Cost and Coverage Impacts of the President’s Health Care Reform Proposal and a Congressional Tax Credit Proposal. The President’s Tax Deduction Proposal and State-Based Grant Funding Program


There are two major components to the President’s proposal: the tax deduction and a state-based grant funding program called Affordable Choices. 

Tax Deduction Proposal.  President Bush proposes to replace the existing tax exemption for employer-sponsored insurance (ESI) with a single tax deduction ($7,500 single; $15,000 family).  The tax deduction is available to people with private health insurance, regardless of whether it is ESI or non-group coverage. It is expected that allowing a deduction for non-group coverage will help people without ESI purchase insurance, thus reducing the number of uninsured.

Tax filers would count employer spending for ESI as taxable income for both income and payroll taxes, but would receive the full amount of the deduction as long as they have private health insurance.  Using a fixed deduction amount eliminates existing tax incentives that reward people for taking comprehensive coverage that encourages increased health spending. The current tax exclusion provides incentives for employees to purchase high cost plans with comprehensive benefits and low cost sharing so that most of their health care expenses are purchased with pre-tax dollars leaving only minimal copayments to be financed with after-tax dollars. The fixed deduction caps the amount of spending that can be financed with pre-tax dollars, which provides incentives for employees to purchase lower cost plans that do not exceed the amount of the deduction.  

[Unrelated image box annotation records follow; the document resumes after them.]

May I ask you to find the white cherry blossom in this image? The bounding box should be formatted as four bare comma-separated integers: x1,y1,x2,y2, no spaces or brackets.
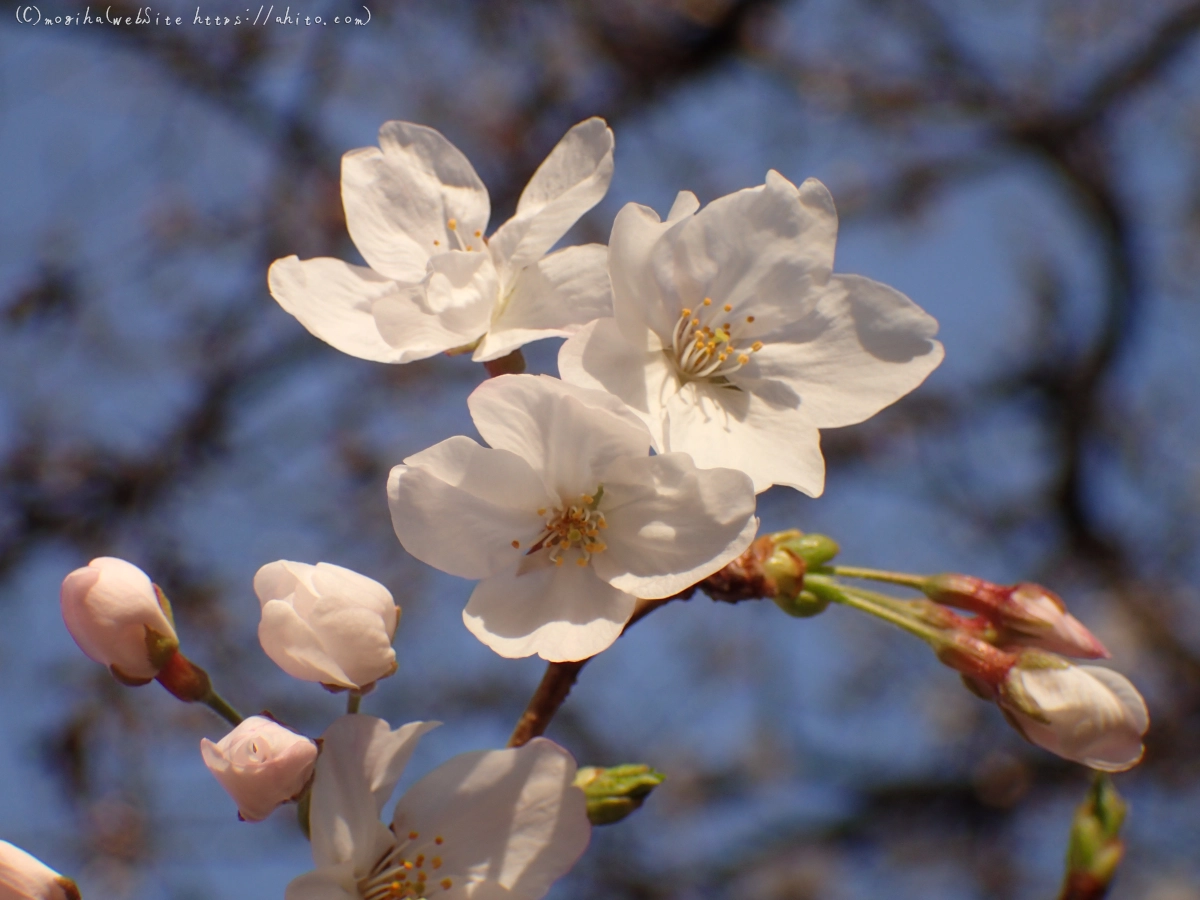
200,715,317,822
254,559,400,690
284,715,592,900
0,841,79,900
997,660,1150,772
388,376,757,661
59,557,179,684
268,118,613,362
558,172,942,497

Affordable Choices.  The President has proposed an Affordable Choices program.  Our report on this program is based on certain policy parameters and potential specifications provided to us by ASPE.  Under these draft specifications, the program would permit States to cover all people living below 150 percent of the federal poverty level (FPL).  States would be required to use private health insurance as the basis for health care coverage and delivery.  State residents must have access to at least one “basic” affordable private health plan that provides certain minimum required benefits.  The “basic” plan must also have a standard premium based on a certain percentage of the State median income that is expected to be accessible for its residents.  We were asked to assume that for a basic plan, a premium level at 6 percent of the median income in a State is required to make coverage affordable.  

Under Affordable Choices, states must also include provisions to increase access to basic private health insurance for high-risk individuals and provide a premium assistance program to subsidize coverage for specified low-income residents of the State.  The State must continue to provide the same level of funding that it currently provides for covering high-risk individuals in order to receive Federal grant money under the program. 

Also, some funding for Affordable Choices must be obtained through Medicaid Disproportionate Share Hospital (DSH) funds.  By the fifth year of the program, at least 50 percent of Medicaid DSH funds from the most recent fiscal year prior to implementation must be redirected into funding for Affordable Choices.    The State could also use other sources to offset the required DSH funding. 

Medicaid and State Children’s Health Insurance Program (SCHIP) eligible individuals are allowed to enroll in Affordable Choices to the extent that the State has submitted certain waivers for alternative coverage and that the State does not use Affordable Choices funds to supplant Title XIX (Medicaid) or XXI (SCHIP) funds to cover these populations. 

The grants to the States will be determined by a formula taking into account several factors such as the State’s number of uninsured and individuals under 150 percent of the FPL relative to the national totals, geographic differences in health care costs across States, and available DSH allotments.  Federal Affordable Choices funds cannot be used to reimburse care provided for Medicaid or SCHIP eligible individuals and a State must use no more than 10 percent of the grant money for administrative purposes. States are also required to adopt policies designed to prevent a shift of previously privately insured people to Affordable Choices.

Key findings on the impact of the President’s proposal include:

  • The proposal would reduce the number of uninsured – projected to be 48.8 million people in 2009 – by about 18.1 million people (37 percent);
  • Replacing the existing tax exclusion with the deduction would increase the federal deficit by approximately $73.8 billion in 2009 assuming the program was fully-phased in;
  • The initial increase in the deficit would decline to a net reduction in the deficit of $88 billion in 2018.  This is because the tax deduction is indexed with the Consumer Price Index (CPI), which grows at about 2.8 percent per year, while the tax exclusion that it replaces would be expected to grow with health care cost inflation at about 7.0 percent per year; and
  • The Federal impact of the program over the 2009 to 2018 period is estimated to be a net cost of $25.7 billion.